Research has shown that Jane's current target group is more interested in beauty and fashion than their predecessors, and editorial coverage of those areas has been increased accordingly in the new issue.

"These women grew up with working mothers and they realize that you can be pretty, strong, and smart all at the same time," according to the publisher.

New editorial includes coverage of home décor, with an article in the March issue on how readers can turn their bedrooms "into a space Diana Vreeland would've kissed you for." "We didn't do any of this coverage before, and now we'll be doing two to four pages of it in each issue," said Lamadrid.

Interactive features have also been added in which readers can opt-in to be notified shortly before an issue goes to press and answer questions posed by the editors to different topics online. The answers are then rushed into print, and appear in the magazine. Holley has also increased the number of movie reviews in the magazine, and added a new section that reviews blogs.

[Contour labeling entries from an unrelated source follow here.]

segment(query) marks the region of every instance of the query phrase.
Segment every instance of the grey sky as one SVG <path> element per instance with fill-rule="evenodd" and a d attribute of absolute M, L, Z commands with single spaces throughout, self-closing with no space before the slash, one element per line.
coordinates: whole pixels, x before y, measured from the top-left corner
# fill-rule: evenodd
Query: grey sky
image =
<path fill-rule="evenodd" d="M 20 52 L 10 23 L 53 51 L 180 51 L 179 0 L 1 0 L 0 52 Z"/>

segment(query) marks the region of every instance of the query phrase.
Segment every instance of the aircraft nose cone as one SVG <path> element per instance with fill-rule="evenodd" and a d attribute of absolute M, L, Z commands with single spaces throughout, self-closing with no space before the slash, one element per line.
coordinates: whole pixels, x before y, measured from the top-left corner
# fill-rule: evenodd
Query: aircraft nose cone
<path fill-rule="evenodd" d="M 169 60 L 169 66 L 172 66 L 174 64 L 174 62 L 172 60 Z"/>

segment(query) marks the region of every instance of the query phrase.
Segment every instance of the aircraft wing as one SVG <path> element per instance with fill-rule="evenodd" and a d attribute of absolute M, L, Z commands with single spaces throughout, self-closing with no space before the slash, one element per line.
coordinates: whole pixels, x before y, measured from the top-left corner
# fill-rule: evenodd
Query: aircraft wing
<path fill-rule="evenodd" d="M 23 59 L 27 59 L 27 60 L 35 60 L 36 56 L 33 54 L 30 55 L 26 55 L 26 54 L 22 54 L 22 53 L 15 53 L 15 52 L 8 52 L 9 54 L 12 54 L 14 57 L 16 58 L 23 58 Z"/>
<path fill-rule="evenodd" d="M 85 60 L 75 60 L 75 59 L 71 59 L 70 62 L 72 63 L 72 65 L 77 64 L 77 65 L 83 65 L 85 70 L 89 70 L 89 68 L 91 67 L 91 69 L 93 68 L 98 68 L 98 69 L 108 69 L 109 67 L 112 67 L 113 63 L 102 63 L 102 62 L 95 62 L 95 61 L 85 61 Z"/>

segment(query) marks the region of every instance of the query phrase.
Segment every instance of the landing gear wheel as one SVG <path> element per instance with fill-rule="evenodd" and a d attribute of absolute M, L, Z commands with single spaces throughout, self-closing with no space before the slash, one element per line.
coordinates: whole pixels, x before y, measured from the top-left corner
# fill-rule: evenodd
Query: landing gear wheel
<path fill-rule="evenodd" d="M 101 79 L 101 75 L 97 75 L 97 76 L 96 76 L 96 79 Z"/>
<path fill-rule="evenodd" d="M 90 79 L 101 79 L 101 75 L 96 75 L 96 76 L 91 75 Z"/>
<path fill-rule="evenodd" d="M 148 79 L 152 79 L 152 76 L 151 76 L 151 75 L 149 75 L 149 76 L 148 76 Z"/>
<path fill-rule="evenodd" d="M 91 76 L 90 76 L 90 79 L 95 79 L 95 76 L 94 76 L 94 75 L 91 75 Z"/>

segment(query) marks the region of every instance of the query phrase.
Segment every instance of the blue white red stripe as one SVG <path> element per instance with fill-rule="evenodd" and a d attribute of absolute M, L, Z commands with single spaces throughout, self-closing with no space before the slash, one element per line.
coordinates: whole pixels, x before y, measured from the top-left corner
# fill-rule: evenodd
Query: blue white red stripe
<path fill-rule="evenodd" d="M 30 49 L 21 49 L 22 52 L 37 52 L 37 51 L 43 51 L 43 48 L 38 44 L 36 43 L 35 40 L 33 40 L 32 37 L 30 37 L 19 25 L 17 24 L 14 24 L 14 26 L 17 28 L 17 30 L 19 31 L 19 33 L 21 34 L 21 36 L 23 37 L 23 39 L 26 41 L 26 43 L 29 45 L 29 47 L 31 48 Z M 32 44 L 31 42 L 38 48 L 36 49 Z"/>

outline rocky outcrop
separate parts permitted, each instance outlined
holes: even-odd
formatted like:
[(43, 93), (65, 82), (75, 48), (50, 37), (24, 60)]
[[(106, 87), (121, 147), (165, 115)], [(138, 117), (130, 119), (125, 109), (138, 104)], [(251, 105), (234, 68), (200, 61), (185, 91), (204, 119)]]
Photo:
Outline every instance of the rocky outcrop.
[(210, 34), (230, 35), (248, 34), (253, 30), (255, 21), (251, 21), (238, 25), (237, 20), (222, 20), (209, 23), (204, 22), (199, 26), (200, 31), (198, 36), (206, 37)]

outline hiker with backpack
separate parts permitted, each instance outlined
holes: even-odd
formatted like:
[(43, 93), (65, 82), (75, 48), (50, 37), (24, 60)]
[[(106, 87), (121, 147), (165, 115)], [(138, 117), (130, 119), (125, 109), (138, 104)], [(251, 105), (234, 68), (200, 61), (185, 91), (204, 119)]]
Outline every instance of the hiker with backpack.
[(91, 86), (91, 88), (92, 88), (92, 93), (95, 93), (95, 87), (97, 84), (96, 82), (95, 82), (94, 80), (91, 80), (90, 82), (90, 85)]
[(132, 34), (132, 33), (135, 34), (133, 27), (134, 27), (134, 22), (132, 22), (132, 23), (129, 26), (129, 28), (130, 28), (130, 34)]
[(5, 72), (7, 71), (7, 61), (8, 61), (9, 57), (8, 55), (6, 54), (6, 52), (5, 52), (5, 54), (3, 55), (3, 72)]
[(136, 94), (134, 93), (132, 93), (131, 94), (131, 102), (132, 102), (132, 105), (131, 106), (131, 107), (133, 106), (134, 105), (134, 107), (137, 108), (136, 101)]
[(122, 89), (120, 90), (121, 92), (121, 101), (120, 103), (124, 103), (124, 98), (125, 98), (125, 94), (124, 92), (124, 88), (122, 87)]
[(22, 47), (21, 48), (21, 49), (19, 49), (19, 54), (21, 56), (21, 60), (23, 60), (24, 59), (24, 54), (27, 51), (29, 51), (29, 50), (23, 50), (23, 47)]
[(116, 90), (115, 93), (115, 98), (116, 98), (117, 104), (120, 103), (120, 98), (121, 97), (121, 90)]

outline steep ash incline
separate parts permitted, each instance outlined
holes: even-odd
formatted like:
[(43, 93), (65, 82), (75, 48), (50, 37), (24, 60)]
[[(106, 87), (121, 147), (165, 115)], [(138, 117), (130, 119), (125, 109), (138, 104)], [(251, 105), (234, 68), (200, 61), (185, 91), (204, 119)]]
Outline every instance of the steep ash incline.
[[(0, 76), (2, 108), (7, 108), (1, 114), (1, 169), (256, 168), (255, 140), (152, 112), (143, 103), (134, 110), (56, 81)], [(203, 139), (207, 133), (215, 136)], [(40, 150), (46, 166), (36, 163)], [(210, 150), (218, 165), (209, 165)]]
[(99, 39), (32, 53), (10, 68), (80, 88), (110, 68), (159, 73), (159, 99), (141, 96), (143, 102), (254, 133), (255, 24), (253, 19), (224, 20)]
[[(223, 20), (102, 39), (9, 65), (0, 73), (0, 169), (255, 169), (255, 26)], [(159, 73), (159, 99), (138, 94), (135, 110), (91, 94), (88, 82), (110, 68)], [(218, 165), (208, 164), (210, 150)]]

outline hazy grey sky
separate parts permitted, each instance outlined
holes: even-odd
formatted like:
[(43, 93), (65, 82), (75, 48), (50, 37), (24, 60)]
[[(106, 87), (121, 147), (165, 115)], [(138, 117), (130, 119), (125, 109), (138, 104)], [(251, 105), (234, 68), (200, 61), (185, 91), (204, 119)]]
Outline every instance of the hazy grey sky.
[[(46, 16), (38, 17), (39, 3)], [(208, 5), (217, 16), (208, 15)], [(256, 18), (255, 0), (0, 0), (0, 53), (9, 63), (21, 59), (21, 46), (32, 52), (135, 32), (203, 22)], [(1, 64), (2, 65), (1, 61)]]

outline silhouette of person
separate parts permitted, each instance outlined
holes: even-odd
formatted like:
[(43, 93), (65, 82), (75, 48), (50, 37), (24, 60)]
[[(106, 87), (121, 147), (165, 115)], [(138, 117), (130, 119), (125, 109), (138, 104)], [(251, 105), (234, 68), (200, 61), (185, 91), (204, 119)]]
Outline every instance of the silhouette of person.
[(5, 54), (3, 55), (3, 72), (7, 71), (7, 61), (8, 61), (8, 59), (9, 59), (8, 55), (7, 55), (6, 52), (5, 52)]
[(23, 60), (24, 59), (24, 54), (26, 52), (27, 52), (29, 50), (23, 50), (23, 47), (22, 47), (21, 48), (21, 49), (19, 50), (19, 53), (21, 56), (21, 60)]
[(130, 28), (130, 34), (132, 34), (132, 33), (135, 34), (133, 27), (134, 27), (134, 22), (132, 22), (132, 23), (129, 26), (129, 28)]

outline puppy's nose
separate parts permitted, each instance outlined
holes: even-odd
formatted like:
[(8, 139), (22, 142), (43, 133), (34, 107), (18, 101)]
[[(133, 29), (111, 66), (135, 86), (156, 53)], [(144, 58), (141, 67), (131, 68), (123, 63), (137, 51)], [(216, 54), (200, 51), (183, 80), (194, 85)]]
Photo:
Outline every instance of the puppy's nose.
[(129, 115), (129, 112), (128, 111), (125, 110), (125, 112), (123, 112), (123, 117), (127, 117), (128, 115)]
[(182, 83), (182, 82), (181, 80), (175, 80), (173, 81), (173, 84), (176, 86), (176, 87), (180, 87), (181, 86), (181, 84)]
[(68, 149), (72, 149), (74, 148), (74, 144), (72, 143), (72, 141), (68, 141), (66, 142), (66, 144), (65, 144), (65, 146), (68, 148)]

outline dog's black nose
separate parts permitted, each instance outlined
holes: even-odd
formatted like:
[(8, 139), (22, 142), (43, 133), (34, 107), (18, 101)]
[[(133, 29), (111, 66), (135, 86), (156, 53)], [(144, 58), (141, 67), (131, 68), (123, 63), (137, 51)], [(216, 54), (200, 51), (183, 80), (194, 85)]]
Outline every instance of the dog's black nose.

Lamadrid said the overall look of the magazine is also changing, becoming "fresher, bolder, and bigger." He said the new art direction represented a significant departure from the previous Jane, which he said "looked a little dark because of the whole grunge thing. This is lighter and more colorful."

The re-launch will be backed by an extensive marketing plan that includes a new advertising campaign from San Francisco-based HEAT ad agency, which also handles advertising for Jane parent company Conde Nast Publications. Lamadrid said the campaign was still in the planning stage and declined to provide details, but said it would be a multimedia effort.

In addition to advertising, he said the marketing plan also calls for a redesigned Web site that will include three different blogs by editors who will interact with readers.

An array of promotional efforts are also scheduled, including video displays at shopping malls and airport newsstands, in-store radio ads, posters on mall and telephone kiosks, podcasts, and a gala party in Milan during fashion week at the end of February.

Jane had been part of the Fairchild Publishing division of Advance Magazine Group until late last year when the group was reorganized and the magazine, along with several other titles, became part of Conde Nast Publications.